Filed Under: Elections, Technology (general)

MAKATI CITY - Commission on Elections (Comelec) chairman Jose Melo said the poll body will decide next week whether or not it will include Sulu and Tawi-Tawi in the planned poll automation in the Autonomous Region of Muslim Mindanao (ARMM) in August.

In a telephone interview, Melo said the Comelec en banc met with an advisory council Friday to discuss the inclusion of two more provinces.

"We will know by Monday or Tuesday," he said.

After attending Friday's Joint Congressional Oversight Committee on Automated Elections meeting, Melo stressed that the Comelec will follow the government procurement law, as it restarts the bid for the supply of technology.

"We will now work on the assumption that there won't be a joint resolution," Melo said, as he referred to the oversight committee's decision not to push through with a joint resolution to suspend the government procurement act to facilitate the bidding process of technology required in the ARMM polls.

Suppliers have failed to qualify in several bids conducted by Comelec on two major technology components required to run an automated elections in ARMM.

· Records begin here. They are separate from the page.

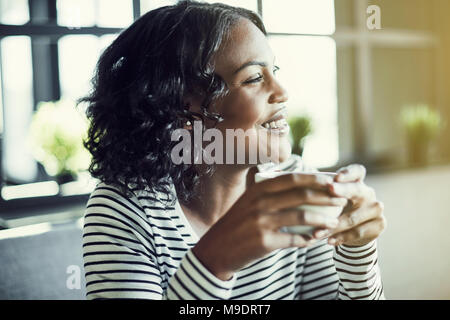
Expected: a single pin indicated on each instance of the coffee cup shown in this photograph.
(330, 211)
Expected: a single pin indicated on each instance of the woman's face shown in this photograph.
(256, 100)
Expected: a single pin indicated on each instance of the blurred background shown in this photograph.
(368, 83)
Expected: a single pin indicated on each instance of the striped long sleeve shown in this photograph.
(359, 273)
(120, 260)
(134, 247)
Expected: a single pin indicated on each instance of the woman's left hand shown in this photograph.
(362, 220)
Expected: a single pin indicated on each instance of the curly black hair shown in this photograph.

Melo said since the Comelec is reverting to following the government procurement act, it will await the decision on bidders for the optical-mark reader technology, one of the technologies that will be used during the polls.

The other technology, direct recording electronic (DRE) technology, will also be used in some provinces. During a previous oversight committee hearing, Comelec agreed to automate elections in four provinces, namely Maguindanao, Lanao del Sur, Sharif Kabunsuan and Basilan. Sulu and Tawi-Tawi was supposed to proceed with manual elections, given the lack of time to meet procedures and regulations under the government procurement law.

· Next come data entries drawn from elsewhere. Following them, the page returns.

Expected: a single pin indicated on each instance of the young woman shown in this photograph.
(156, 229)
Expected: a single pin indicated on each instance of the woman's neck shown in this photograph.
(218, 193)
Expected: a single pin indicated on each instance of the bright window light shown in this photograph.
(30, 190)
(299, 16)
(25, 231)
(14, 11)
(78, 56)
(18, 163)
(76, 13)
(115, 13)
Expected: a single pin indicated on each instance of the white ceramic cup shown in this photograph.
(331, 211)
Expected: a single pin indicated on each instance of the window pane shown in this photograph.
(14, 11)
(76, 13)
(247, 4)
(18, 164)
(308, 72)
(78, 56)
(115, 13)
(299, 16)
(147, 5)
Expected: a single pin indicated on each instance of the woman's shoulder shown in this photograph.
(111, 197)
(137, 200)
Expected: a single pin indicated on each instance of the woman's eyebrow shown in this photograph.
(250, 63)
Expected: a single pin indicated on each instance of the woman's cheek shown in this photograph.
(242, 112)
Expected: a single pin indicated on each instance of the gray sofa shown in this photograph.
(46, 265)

It was during that previous hearing that Senators Edgardo Angara and Juan Ponce-Enrile suggested a legal cover by filing and adopting a joint resolution suspending the government procurement law.

Based on the recommendations of an advisory council, Comelec is using two technologies in the ARMM elections: DRE and optical-mark reader. The Comelec will use DRE technology for the whole province of Maguindanao, while the other provinces will run on optical-mark reader.

The Department of Budget and Management has allocated about P867 million for the automation of the elections in ARMM.

DRE uses a touch-screen or touch-pad technology for voting, while OMR requires voters to complete a paper-based ballot which is then fed into a specially designed machine, similar to a scanner.

The advisory council had recommended a six-month schedule for the deployment of the automated election system. This will also include training of voters and the users in Comelec, and "mock elections." The advisory council is the body of expert advisers created under Republic Act 9369 and given the task of recommending to the Comelec which technology to use for the automation of elections.